Il semble que certains chefs d’établissements, devançant les évolutions légales ou réglementaires, par excès de zèle ou d’enthousiasme, aient cru devoir mettre en place des « entretiens professionnels » avec les enseignants de leurs établissements.
Chacun peut naturellement avoir ses conceptions et ses convictions quant au « bon ménagement de la ressource humaine », mais, puisque la loi républicaine fait encore référence et doit l’emporter sur l’intime conviction, rappelons ici ce qu’il en est.

Dans la fonction publique

Un décret pris cet été - décret 2010-888 du 28 juillet 2010 - a modifié les « conditions générales de l’appréciation de la valeur professionnelle des fonctionnaires de l’État ». Nous avons rendu compte dans le « quatre pages » annexé au bulletin de rentrée de ce texte qui instaurait un entretien professionnel annuel mené par le supérieur hiérarchique direct. Les articles 1 à 6 de ce décret étaient relatifs à cet entretien professionnel (chapitre 1) ; les articles 7 à 16 à ses conséquences en termes de carrière (chapitre 2).

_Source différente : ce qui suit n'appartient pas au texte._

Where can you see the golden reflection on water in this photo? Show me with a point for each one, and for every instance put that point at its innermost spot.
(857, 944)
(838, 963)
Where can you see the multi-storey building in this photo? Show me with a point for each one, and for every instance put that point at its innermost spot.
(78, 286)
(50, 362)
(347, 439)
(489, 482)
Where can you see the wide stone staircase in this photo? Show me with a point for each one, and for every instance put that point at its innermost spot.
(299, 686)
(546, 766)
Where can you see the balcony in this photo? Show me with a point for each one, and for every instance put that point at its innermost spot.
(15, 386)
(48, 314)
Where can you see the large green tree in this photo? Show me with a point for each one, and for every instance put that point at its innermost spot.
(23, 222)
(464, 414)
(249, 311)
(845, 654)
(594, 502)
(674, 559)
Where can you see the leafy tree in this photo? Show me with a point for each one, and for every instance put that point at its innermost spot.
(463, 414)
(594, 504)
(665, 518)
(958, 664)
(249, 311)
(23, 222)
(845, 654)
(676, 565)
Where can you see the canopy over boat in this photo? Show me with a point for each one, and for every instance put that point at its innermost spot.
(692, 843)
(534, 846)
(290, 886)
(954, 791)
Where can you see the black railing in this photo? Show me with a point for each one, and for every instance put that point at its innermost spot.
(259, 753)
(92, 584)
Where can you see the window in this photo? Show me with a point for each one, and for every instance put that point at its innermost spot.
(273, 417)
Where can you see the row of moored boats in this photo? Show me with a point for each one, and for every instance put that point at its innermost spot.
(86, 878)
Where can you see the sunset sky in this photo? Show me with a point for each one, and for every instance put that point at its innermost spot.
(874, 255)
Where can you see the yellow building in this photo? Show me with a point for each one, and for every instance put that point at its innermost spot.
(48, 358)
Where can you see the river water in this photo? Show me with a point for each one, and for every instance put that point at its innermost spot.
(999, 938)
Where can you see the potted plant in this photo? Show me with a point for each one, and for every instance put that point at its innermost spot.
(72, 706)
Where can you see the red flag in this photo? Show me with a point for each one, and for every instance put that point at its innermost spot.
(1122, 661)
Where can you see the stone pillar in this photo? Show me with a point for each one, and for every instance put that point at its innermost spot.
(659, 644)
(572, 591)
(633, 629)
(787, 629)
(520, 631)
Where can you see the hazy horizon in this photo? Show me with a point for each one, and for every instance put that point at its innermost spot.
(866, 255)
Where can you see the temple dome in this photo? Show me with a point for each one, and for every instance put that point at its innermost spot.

Or ces dispositions ne sont pas aujourd’hui en vigueur : la version actuelle du décret à la date du 23 novembre 2010 commence au chapitre 4 et à l’article 21. Le décret d’origine prévoit en effet une entrée en vigueur au 1er janvier 2012 : tout entretien mené avant cette date n’a donc aucun fondement juridique.

Dans nos métiers

l’article 1 de ce décret, qui devrait donc entrer en vigueur au premier janvier prochain, stipule :

"Le présent décret s’applique à tous les corps de fonctionnaires de l’État dotés d’un statut particulier.

Toutefois, les statuts particuliers peuvent prévoir, après avis du Conseil supérieur de la fonction publique de l’État, un système de notation pour apprécier la valeur professionnelle des fonctionnaires, dont ils fixent les modalités."

Or les statuts particuliers de 1972 pour les certifiés et agrégés, de 70 pour les CPE, de 86 pour les PEGC, de 91 pour les COPsy et DCIO [1], prévoient un système de notation et ne sont ni modifiés ni annulés par le décret de 2010. Ils restent donc toujours en vigueur.

Comme nous l’écrivions dans l’article précité, nous ne sommes pas à l’abri de cette évolution ou d’une autre modification de nos statuts particuliers mais, pour le moment, nul ne peut se prévaloir de règles nouvelles qui ne sont pas applicables pour le moment dans la FP en général et qui ne sont pas prévues aujourd’hui pour nos catégories.